Because the standard method of installing PHP on Windows is complex, I decided to install PHP and Composer in a way similar to Linux package managers by using Chocolatey. When I tried to create a new Laravel Project using Composer, I got an error indicating that I was missing some extensions. I solved this by going into C:\tools\php80 and by uncommenting the extensions in php.ini. After that, I was able to get started on creating the web app.


Because I wanted to make sure that users can use both Markednotes and the Laravel version, I decided to use Auth0 for authentication. Implementing this was a learning curve for me because I was coming from a Javascript background and jumping into using Laravel without building anything with PHP. Thankfully, Auth0 made it easy for me with their guide. Because this was merely a port of markednotes-a project I made using NextJS-the only thing I had to do besides following the guide was copy and paste my environment variables from markednotes to this project add the callback and logout URLs.

By implementing Auth0, I was able to get an understanding of how controllers work. This came in handy when I implemented MongoDB.
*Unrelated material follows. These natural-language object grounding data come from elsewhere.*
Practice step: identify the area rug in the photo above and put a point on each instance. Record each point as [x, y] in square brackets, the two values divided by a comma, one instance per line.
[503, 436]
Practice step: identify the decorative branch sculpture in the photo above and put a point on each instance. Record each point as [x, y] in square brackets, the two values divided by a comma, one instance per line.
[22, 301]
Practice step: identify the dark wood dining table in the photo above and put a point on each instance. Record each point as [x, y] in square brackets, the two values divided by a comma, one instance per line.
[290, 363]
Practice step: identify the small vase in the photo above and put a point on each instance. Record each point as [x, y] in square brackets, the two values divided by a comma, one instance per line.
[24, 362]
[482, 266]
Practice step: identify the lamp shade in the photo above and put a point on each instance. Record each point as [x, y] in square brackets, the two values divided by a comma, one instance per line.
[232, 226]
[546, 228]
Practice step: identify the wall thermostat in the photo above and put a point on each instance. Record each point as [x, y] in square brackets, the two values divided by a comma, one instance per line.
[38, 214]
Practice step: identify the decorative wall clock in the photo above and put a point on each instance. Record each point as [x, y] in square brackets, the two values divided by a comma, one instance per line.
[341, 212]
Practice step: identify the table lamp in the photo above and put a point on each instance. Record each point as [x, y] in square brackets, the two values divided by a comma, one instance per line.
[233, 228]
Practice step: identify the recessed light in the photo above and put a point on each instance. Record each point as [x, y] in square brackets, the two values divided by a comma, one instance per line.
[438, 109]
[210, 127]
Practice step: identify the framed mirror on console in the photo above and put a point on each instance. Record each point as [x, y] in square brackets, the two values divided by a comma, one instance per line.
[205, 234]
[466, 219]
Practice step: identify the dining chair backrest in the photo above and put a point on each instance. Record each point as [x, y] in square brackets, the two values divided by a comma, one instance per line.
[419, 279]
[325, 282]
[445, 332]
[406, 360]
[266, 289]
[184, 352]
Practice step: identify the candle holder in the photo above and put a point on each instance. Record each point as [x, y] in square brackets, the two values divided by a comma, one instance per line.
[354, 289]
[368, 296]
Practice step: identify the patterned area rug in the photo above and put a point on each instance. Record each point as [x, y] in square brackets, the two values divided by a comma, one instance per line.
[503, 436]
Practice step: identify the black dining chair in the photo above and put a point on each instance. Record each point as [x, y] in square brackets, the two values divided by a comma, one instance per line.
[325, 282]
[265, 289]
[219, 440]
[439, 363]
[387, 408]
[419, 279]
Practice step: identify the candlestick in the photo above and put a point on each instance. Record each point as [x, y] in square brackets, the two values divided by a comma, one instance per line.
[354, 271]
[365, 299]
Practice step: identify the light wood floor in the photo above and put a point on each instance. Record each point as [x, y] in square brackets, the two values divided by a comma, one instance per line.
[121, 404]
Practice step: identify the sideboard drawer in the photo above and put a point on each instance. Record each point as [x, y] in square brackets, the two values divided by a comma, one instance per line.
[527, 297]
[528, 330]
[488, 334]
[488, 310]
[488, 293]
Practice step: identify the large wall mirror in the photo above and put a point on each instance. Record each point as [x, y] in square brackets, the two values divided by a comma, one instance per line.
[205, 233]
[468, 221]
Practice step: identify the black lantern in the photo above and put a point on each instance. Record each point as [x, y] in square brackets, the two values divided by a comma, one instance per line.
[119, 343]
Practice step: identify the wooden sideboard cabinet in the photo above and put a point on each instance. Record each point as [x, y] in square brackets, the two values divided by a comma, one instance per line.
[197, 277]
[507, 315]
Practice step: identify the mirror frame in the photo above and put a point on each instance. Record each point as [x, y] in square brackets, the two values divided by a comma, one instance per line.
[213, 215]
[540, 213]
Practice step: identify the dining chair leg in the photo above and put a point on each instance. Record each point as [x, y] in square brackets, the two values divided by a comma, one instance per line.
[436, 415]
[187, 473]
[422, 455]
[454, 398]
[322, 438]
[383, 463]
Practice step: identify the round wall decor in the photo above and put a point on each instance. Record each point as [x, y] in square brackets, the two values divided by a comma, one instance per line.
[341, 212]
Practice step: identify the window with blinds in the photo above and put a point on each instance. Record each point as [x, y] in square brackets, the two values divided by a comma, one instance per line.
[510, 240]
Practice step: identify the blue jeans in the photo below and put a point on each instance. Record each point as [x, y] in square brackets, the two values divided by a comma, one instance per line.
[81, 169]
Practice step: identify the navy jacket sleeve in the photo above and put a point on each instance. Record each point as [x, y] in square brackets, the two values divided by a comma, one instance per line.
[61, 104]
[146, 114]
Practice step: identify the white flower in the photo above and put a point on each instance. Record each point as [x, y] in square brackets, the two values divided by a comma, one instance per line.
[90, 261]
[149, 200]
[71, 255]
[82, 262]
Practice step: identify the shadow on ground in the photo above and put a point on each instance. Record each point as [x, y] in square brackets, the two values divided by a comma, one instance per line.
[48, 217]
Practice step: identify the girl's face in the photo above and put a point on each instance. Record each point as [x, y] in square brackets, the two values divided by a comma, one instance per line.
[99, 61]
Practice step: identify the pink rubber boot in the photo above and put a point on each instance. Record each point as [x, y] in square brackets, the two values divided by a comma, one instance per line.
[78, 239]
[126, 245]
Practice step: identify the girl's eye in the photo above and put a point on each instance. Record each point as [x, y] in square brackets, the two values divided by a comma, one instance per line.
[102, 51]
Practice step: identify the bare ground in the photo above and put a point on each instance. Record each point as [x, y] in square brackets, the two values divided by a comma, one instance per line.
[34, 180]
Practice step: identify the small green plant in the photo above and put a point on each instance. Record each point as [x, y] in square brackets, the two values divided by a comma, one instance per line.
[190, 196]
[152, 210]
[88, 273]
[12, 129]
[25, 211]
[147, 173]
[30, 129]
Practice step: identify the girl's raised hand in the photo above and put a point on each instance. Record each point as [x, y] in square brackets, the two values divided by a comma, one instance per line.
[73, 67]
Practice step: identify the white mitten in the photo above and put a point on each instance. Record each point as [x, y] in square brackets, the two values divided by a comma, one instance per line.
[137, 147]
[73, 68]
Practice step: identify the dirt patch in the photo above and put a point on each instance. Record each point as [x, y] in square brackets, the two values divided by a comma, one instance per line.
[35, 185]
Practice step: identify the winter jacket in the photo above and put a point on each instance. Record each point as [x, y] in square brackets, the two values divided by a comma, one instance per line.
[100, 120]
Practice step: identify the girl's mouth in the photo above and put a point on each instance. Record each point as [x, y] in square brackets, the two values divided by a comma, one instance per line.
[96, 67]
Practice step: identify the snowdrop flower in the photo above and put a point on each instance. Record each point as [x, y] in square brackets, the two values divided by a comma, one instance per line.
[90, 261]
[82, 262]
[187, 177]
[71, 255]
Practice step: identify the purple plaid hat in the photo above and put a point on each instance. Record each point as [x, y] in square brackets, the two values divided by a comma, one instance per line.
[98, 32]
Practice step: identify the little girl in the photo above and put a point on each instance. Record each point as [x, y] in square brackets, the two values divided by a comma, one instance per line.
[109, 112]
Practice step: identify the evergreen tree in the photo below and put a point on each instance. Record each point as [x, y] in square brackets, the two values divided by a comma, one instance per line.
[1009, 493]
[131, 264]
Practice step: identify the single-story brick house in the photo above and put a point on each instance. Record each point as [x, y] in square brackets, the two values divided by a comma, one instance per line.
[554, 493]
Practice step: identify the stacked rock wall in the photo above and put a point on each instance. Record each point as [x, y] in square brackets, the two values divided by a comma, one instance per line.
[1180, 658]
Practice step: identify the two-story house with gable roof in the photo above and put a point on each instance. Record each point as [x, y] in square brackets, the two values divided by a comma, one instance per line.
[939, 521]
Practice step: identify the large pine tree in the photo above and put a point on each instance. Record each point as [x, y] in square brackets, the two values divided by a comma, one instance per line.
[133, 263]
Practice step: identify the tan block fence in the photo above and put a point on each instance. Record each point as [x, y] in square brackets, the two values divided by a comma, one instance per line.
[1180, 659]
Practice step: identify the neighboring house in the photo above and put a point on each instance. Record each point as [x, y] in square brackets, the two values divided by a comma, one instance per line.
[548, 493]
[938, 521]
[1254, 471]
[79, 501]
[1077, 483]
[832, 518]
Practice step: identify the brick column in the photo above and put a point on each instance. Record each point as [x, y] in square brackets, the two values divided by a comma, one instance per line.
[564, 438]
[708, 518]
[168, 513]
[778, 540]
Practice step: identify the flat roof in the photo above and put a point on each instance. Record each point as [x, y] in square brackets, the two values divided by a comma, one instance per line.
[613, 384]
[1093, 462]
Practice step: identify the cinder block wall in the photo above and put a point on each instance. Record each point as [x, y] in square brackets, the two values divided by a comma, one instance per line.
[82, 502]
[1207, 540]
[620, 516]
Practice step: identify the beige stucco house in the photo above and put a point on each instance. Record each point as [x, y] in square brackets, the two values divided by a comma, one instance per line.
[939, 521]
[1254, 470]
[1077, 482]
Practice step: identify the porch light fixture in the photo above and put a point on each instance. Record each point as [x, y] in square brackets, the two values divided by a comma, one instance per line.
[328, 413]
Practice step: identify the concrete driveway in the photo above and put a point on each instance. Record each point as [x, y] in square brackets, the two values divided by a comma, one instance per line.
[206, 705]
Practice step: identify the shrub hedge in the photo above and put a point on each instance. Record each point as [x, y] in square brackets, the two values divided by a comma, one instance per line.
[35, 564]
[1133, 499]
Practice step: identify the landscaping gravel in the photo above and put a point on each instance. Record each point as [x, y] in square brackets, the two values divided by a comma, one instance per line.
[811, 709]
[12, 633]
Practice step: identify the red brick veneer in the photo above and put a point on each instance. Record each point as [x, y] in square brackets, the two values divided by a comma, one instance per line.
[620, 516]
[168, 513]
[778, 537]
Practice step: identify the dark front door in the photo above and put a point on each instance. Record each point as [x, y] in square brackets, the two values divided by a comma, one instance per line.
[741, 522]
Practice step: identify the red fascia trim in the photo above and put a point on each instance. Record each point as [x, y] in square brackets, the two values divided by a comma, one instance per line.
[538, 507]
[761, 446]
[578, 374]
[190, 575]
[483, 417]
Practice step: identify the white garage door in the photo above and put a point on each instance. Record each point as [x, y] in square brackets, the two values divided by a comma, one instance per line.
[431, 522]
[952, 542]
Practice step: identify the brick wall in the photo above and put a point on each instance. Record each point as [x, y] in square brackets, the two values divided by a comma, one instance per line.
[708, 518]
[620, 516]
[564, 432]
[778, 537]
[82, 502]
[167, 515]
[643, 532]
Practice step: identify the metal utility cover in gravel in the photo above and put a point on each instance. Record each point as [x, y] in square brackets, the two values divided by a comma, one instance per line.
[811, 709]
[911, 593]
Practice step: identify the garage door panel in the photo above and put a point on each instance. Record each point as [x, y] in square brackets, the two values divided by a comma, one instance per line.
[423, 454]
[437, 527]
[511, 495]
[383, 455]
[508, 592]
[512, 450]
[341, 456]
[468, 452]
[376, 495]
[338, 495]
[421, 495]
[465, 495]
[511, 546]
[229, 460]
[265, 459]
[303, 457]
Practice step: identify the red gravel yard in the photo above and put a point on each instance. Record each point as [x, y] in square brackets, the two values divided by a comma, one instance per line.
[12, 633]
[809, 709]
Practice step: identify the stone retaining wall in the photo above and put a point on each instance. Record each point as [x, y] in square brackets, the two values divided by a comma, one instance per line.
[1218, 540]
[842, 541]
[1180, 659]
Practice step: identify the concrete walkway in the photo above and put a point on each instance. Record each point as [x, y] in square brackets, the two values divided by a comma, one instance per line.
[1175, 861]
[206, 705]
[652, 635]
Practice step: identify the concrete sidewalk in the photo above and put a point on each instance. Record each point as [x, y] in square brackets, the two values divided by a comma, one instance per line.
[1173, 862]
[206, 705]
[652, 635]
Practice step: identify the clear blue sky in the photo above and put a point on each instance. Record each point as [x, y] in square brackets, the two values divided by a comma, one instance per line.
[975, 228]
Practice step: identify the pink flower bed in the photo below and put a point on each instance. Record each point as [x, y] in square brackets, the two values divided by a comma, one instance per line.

Like Auth0, MongoDB has a guide The only thing I had to do on my own was to create a function that would allow users to read all of their notes when signed-in, allowing users to create notes on their account and making sure that users can edit/update their notes.

reading user's notes

Instead of using the NoteController, I decided to put the function in the Auth0IndexController so that as soon as a user signs in goes to the main page, the user's notes would appear. This is because the user's information is tied to each note to identify who owns the note. It looked like this:

    public function profile()
        if (!Auth::check()) {
            return redirect()->intended('/info');

        return view('/welcome')->with([
            'user' => print_r(Auth::user()->getUserInfo()["email"], true),
            'notes' => Note::where("user", "=", Auth::user()->getUserInfo()["email"])->get(),
            /* print_r(Auth::user(), true) */

I did something similar for the create view so that the user property would be posted when the user creates the note.

    public function allowCreation(){
        if (!Auth::check()) {
            return redirect()->route('login');

        return view('/create')->with([
            'user' => print_r(Auth::user()->getUserInfo()["email"], true)

Because PUT is not a native method for form elements in HTML, Laravel provides a method to tell the form that it is a PUT method rather than a POST method. To do this, I needed to make sure that in the form element, the method attribute had to be POST while under the form element, @method("PUT") had to be added. It looked like this:

    <form id="createCard" action="/api/notes/{{ $note->_id }}" method="post">

After implementing MongoDB, I was able to finish my project.